Life as a delivery worker – a Deliverista – in New York City has never been easy, but early 2020 was especially difficult. Though the streets were largely empty, we struggled with long-distance, interborough deliveries, and e-bikes quickly became necessary to make enough deliveries in a day just to make rent.
As much as we relied on e-bikes to feed our families, they were illegal. We were living in constant fear – not just of the pandemic, or speeding cars and trucks, but the NYPD. They would stop us, harass us, and take the very vehicles we needed to survive.
During the height of the pandemic, I worked 12 hours a day, seven days a week. I delivered hot food to every corner of the city, often to coughing New Yorkers struggling to take a deep breath.
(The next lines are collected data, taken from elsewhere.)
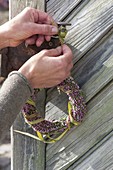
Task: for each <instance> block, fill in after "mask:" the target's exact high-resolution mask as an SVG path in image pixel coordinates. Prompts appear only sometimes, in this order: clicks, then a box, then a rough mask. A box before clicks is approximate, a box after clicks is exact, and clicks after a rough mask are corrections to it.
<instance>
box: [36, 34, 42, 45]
mask: <svg viewBox="0 0 113 170" xmlns="http://www.w3.org/2000/svg"><path fill="white" fill-rule="evenodd" d="M43 42H44V36H43V35H39V36H38V38H37V40H36V46H37V47H40V46H41V45H42V43H43Z"/></svg>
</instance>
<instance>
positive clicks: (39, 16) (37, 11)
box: [37, 10, 54, 25]
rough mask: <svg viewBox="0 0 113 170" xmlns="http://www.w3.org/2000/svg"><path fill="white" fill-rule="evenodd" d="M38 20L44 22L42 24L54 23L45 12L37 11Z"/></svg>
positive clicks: (41, 11)
mask: <svg viewBox="0 0 113 170" xmlns="http://www.w3.org/2000/svg"><path fill="white" fill-rule="evenodd" d="M37 12H38V22H41V23H44V24H50V25H51V24H52V23H54V20H53V18H52V17H51V16H49V15H48V14H47V13H46V12H43V11H38V10H37Z"/></svg>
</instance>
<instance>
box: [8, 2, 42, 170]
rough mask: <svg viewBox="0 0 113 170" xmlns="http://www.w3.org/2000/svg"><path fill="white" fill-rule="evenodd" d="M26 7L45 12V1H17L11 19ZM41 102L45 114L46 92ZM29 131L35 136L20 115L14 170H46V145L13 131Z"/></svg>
mask: <svg viewBox="0 0 113 170" xmlns="http://www.w3.org/2000/svg"><path fill="white" fill-rule="evenodd" d="M26 6H30V7H35V8H38V9H40V10H45V1H44V0H38V1H37V0H35V1H31V0H27V1H23V0H15V1H11V2H10V7H11V8H10V18H13V17H14V16H15V15H17V14H18V13H19V12H20V11H22V10H23V9H24V8H25V7H26ZM38 100H40V105H38V106H39V107H38V110H40V111H41V113H42V114H44V112H45V111H44V108H45V90H42V91H41V94H39V95H38V99H37V101H38ZM15 129H17V130H20V131H24V132H25V131H27V132H28V133H32V134H34V132H33V130H32V129H31V128H30V127H29V126H28V125H27V124H26V123H25V121H24V120H23V116H22V115H21V113H20V114H19V115H18V117H17V119H16V120H15V122H14V124H13V127H12V137H11V141H12V146H13V149H12V161H11V169H12V170H45V144H44V143H42V142H39V141H36V140H33V139H32V138H29V137H26V136H23V135H20V134H18V133H15V132H13V130H15ZM35 135H36V134H35Z"/></svg>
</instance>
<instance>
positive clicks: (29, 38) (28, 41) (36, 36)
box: [25, 35, 37, 45]
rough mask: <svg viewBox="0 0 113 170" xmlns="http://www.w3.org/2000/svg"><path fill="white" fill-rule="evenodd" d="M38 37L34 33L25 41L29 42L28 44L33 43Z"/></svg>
mask: <svg viewBox="0 0 113 170" xmlns="http://www.w3.org/2000/svg"><path fill="white" fill-rule="evenodd" d="M36 39H37V36H36V35H34V36H32V37H29V38H27V39H26V40H25V42H26V44H28V45H32V44H35V42H36Z"/></svg>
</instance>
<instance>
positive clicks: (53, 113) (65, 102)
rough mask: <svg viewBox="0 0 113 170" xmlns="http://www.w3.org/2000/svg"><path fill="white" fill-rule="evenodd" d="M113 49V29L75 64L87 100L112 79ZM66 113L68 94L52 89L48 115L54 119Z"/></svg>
mask: <svg viewBox="0 0 113 170" xmlns="http://www.w3.org/2000/svg"><path fill="white" fill-rule="evenodd" d="M112 49H113V31H112V30H111V32H109V34H108V35H106V36H105V37H104V38H103V39H102V40H101V41H100V42H99V43H98V44H97V45H96V46H95V47H94V48H93V49H92V50H91V51H89V53H87V54H86V55H85V56H84V58H82V59H81V60H80V61H79V62H77V63H76V64H75V66H74V69H73V72H72V76H73V77H74V79H75V80H76V82H77V83H78V84H79V85H80V87H82V90H83V93H84V97H85V101H86V102H88V101H89V100H91V98H93V97H94V96H95V95H96V94H97V93H98V92H99V91H100V90H101V89H102V88H104V86H106V85H107V83H109V82H110V81H111V80H112V77H113V67H112V64H111V63H112V62H111V61H112V60H113V50H112ZM108 64H109V66H108ZM110 64H111V65H110ZM51 113H52V114H51ZM66 113H67V96H66V95H64V94H63V95H59V94H58V91H57V90H56V89H50V90H49V91H48V93H47V106H46V117H47V118H49V119H54V118H59V117H61V116H64V115H65V114H66Z"/></svg>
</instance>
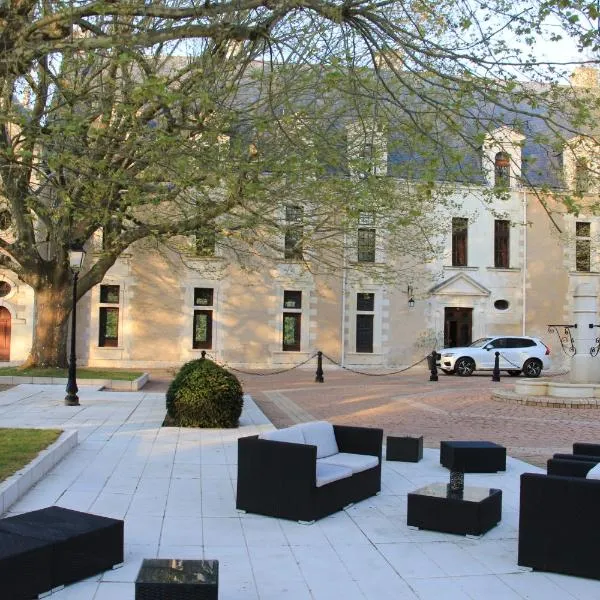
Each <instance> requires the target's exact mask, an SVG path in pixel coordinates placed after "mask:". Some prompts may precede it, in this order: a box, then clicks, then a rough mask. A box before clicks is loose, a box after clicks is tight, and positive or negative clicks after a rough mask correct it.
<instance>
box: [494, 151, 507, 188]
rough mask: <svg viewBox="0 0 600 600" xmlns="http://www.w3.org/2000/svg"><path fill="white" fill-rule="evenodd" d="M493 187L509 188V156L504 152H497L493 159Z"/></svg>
mask: <svg viewBox="0 0 600 600" xmlns="http://www.w3.org/2000/svg"><path fill="white" fill-rule="evenodd" d="M494 186H495V187H502V188H508V187H510V156H509V155H508V154H507V153H506V152H498V153H497V154H496V156H495V158H494Z"/></svg>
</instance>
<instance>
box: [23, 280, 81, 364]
mask: <svg viewBox="0 0 600 600" xmlns="http://www.w3.org/2000/svg"><path fill="white" fill-rule="evenodd" d="M71 294H72V288H71V285H70V284H69V283H66V284H65V285H60V286H56V285H51V286H48V287H44V288H41V289H37V290H36V293H35V316H34V319H35V322H34V330H33V344H32V346H31V352H30V354H29V356H28V358H27V360H26V361H25V364H24V365H23V367H33V366H36V367H61V368H64V367H67V366H68V361H67V334H68V325H69V315H70V314H71V310H70V308H71Z"/></svg>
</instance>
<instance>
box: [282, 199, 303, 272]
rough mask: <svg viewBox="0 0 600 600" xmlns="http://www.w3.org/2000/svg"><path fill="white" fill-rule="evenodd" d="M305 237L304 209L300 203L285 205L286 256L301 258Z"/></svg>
mask: <svg viewBox="0 0 600 600" xmlns="http://www.w3.org/2000/svg"><path fill="white" fill-rule="evenodd" d="M303 237H304V209H303V208H302V206H298V205H288V206H286V207H285V239H284V258H286V259H292V260H293V259H295V260H301V259H302V257H303V252H302V238H303Z"/></svg>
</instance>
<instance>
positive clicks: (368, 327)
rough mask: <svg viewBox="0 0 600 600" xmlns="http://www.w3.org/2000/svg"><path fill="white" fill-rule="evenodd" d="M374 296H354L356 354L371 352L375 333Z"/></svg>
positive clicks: (372, 294)
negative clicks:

It felt essential, important – but I knew at a moment’s notice my job could disappear.
When my fellow Deliverista, Alejandro Grajales, had his rear wheel and motor stolen during a delivery in Queens, we both knew the police were more likely to fine him or take the rest of the bike than help him catch the thief. With only five days left in the month, he bought a $650 replacement and worked from the early morning until late in the night to pay his landlord. This was the harsh reality for Deliveristas.
Without any benefits from the app companies, because Deliveristas are classified as independent contractors, I rely entirely on my e-bike to survive. Legal e-bikes make this work possible – and without them, thousands of delivery workers will either ride illegal bikes or take home significantly less money to feed our families. We’re already teetering on the edge.
And now, some politicians in New York City want to bring us back to 2020 – or even 2013, when stop-and-frisk was still legal?
New York City Council Member Robert Holden has introduced a bill requiring the registration and licensing of already-legal e-bikes and e-scooters. What might sound benign at first would actually lead to a substantial increase in state surveillance and regulation of New York City’s 65,000 app-based delivery workers. Just like prior to e-bike legislation, police officers in all five boroughs would have a new reason and way to pull over any New Yorker on a bike, paving the way for dangerous and even deadly consequences.
We can’t trust the NYPD with this new level of power – something they’ve proven time and time again. From the shockingly racist “stop-and-frisk” era, when police officers in New York City stopped and harassed Black and Latine New Yorkers nine times more often than white New Yorkers, to even traffic enforcement now – New York’s police officers have disproportionately targeted minorities for generations. Expanding their power and their mandate only enables the police to stop and harass even more New Yorkers of color.
Each year, NYPD officers stop hundreds of thousands of drivers. Nearly 60% of those stopped, and 90% of those searched and arrested were Black and Latine, even though New Yorkers of color are less likely to own cars. Data from the New York Civil Liberties Union show that police searched and arrested Black and Latine drivers at significantly higher rates than white drivers.
A majority of racial disparities in traffic enforcement committed by police officers occur in discretionary stops, which are made when minor violations are committed, such as failing to signal a turn. Far too often, these traffic stops can already be a death sentence for Black and brown individuals. Requiring registration for e-bikes would open up a whole new category for discretionary stops – allowing police officers to stop and check bikes for registration and licensing. If we can’t trust the police to enforce our already-existing traffic laws safely and equitably, how can we entrust them with even more power?
We can only imagine how dangerous this would be. Unlike drivers, bike riders in New York City are more likely to be people of color – and bike-dependent delivery workers in particular are predominantly immigrant New Yorkers of color.
Police officers aren’t just already discriminating against drivers of color, but also already discriminating against bike riders and pedestrians of color. In 2022, police officers issued more than nine in ten “Bicycling on Sidewalk” tickets to New Yorkers of color, including 55.8% to Black cyclists alone. Only 8.3% of tickets went to white New Yorkers. The NYPD is similarly ticketing Black pedestrians – in 2022, Black and brown NYers received 84% of jaywalking tickets, and an astonishing one in three tickets were given out within 300 feet of a NYCHA building (despite the fact that NYCHA only covers 1.2% of the City’s total acreage). The top 50% of precincts that issued over three-quarters of all jaywalking tickets in 2022 also previously conducted the most stop-and-frisks.
Requiring registration and licensing for e-bikes doesn’t just enable massive expansions in state power and surveillance, but places severe financial burdens on extremely low-wage workers. As delivery workers, we’re already victims of mass wage theft. We cannot afford to spend time or money navigating bureaucratic red tape and lengthy and expensive registration procedures – especially when bike registration has repeatedly proven to be both racist and ineffective.
Even without registration laws, police are already disproportionately targeting Black and brown bike riders. We can’t give them another reason to surveil and question our fellow New Yorkers.
Antonio Martinez Solis is a worker leader with Los Deliveristas Unidos and the Worker’s Justice Project.